La situación del fútbol actual es lamentable. El desborde que sufren los jugadores los conduce a actuar de manera imperdonable. La Liga Anteña no es la excepción. Un árbitro que fue agredido por un jugador realizó graves denuncias contra la dirigencia de los clubes, que “apañan la violencia”.

El fin de semana pasado el árbitro Daniel Enríquez fue agredido luego de expulsar a un jugador de Deportivo Quebrachal. Para colmo de males, al referí no le pagaron el arancel por el partido que dirigió y los gastos de atención médica tuvieron que correr por su cuenta.
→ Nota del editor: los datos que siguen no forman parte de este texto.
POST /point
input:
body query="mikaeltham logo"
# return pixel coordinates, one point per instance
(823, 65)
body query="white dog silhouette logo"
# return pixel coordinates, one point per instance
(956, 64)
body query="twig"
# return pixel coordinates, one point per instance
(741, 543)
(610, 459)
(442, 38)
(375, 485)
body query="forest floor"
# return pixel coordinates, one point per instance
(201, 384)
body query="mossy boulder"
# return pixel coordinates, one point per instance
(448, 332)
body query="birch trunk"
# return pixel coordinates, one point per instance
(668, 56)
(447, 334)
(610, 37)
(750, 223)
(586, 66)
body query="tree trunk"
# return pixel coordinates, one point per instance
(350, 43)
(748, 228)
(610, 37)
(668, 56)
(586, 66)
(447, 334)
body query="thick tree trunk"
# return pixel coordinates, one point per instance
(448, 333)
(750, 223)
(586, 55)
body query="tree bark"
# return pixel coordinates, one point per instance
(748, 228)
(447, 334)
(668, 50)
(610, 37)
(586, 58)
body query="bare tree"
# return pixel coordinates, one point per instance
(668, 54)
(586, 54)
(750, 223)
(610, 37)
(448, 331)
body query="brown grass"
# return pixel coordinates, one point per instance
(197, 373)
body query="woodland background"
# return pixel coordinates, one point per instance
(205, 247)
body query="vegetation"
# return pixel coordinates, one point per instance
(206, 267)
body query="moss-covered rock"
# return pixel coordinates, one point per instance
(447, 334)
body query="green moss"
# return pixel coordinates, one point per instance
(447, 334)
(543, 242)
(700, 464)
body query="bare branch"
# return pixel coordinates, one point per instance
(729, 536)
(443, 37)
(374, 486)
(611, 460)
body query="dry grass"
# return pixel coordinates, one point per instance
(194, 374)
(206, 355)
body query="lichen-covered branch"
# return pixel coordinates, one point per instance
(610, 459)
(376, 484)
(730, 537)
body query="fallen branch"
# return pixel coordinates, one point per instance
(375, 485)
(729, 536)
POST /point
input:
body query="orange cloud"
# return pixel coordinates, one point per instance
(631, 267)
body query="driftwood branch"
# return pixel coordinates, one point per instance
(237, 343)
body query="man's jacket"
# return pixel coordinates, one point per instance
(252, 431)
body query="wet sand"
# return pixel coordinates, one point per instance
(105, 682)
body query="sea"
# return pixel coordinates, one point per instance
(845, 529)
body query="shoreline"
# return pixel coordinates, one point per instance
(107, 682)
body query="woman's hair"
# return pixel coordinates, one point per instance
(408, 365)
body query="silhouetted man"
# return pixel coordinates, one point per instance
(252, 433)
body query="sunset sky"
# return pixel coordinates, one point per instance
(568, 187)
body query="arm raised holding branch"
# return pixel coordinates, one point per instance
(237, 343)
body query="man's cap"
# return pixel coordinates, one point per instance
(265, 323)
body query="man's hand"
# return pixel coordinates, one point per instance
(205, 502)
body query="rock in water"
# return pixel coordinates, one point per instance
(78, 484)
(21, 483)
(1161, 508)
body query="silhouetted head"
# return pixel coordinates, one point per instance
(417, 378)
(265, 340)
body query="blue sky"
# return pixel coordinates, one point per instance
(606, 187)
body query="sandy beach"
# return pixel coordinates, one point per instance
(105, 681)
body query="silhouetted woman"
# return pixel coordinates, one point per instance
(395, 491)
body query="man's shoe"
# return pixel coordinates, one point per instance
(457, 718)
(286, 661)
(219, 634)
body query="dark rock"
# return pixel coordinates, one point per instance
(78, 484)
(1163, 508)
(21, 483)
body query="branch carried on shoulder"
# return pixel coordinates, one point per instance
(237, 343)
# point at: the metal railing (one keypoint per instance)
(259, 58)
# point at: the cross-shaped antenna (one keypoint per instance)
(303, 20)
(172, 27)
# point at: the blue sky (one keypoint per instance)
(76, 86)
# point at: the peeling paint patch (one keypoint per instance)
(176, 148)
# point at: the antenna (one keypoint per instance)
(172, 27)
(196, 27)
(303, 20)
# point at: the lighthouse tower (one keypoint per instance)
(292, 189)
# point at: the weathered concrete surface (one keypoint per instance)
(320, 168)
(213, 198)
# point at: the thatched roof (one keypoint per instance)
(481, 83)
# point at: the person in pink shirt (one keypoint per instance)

Se jugaban 36 minutos del partido entre Deportivo Quebrachal y Belgrano de Talavera y este último equipo convirtió un gol que lo ponía arriba en el marcador. Entonces el jugador Walter Montenegro, de El Quebrachal, reclamó una falta y la anulación del tanto. Recibió una amonestación y se dirigió al árbitro: “Si me volvés a sacar otra amarilla te hago recagar”, afirmó Enríquez que le dijo. Inmediatamente fue expulsado y, como respuesta, Montenegro le dio un cabezazo. Daniel Enríquez radicó la denuncia en la comisaría y ahora espera que reciba una sanción ejemplar por parte de la Liga. Sin embargo, comentó: “Los dirigentes apañan la violencia porque ponen en la cancha a jugadores en estado de ebriedad que provocan estos daños”. Esta es la segunda agresión que recibe Enríquez ya que, en diciembre, un jugador de Taco Pozo le arrancó dos dientes de una trompada.

Por otra parte, anoche salieron las sanciones para Luis Jurado (San Martín), quien no podrá jugar hasta el 31 de marzo del 2014, y Matías Fernández (Arg. del Norte), quien recibió tres fechas por considerar que solo hubo insultos.